Project Hail Mary (Phil Lord, Christopher Miller, 2026)

Ryan Gosling in Project Hail Mary

Cast: Ryan Gosling, Sandra Hüller, James Ortiz (voice), Lionel Boyce, Milana Vayntrub, Ken Leung, Priya Kansara (voice). Screenplay: Drew Goddard, based on a novel by Andy Weir. Cinematography: Greig Fraser. Production design: Charles Wood. Film editing: Joel Negron. Music: Daniel Pemberton. 

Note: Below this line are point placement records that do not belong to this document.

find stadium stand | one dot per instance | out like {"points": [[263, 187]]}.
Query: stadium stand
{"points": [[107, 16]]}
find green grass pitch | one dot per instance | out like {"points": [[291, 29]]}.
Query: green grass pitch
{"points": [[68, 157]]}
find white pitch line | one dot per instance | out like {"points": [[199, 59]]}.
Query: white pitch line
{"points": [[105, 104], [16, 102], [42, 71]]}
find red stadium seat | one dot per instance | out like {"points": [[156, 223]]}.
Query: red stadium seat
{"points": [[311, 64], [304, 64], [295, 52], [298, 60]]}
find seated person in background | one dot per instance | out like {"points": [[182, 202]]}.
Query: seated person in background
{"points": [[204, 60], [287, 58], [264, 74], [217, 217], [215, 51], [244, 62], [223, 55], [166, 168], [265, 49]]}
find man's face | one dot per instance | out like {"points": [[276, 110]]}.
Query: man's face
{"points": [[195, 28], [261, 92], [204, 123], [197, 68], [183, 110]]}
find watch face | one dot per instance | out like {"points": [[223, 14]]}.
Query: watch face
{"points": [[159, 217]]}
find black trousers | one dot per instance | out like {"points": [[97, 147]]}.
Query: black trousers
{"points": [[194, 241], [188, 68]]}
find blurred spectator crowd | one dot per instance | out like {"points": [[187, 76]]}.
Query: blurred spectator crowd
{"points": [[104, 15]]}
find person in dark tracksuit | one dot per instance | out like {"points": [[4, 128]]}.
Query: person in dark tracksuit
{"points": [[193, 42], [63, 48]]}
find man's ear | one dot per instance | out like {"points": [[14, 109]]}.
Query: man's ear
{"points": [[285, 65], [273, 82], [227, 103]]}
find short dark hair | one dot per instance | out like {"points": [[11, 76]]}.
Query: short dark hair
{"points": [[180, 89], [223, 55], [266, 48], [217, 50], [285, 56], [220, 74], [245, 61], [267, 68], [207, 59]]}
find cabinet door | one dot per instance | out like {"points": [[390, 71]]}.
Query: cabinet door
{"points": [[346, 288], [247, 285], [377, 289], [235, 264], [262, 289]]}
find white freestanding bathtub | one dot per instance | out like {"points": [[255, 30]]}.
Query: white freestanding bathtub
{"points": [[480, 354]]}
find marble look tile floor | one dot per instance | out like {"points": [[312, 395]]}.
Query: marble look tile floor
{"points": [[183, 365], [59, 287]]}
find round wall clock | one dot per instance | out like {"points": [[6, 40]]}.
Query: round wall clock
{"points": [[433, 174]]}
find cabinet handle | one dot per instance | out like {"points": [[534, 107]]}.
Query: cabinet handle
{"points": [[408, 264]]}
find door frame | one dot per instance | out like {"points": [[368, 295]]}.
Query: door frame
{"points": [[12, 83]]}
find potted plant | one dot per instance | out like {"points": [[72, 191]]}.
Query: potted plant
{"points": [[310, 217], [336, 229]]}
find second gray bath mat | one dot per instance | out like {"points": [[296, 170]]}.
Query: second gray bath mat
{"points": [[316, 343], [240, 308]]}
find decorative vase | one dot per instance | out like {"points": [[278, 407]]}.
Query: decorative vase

Like most sci-fi movies, Project Hail Mary is more fiction than science, but it does put the science at its center. It has that in common with the other movie scripted by Drew Goddard from a novel by Andy Weir, The Martian (Ridley Scott, 2015).  Phil Lord and Christopher Miller's film is somewhat more fantastical than Scott's, involving as it does the extinction of the human race by a plague of extraterrestrial entities known as astrophages -- star-eaters. This time the hero is not a plucky astronaut trying to survive on Mars by sciencing the shit out of it, but a misfit scientist who gets shanghaied into a one-way trip to Tau Ceti. There he has a close encounter with a benign ET. Yes, Project Hail Mary is derivative, but at this stage what sci-fi movie isn't? It's all done with a great deal of wit and charm, largely on Ryan Gosling's part but also the puppetry and voice work of James Ortiz as the amiable Rocky. At an hour and half, it's a shade too long, but it deserved to be the hit it was.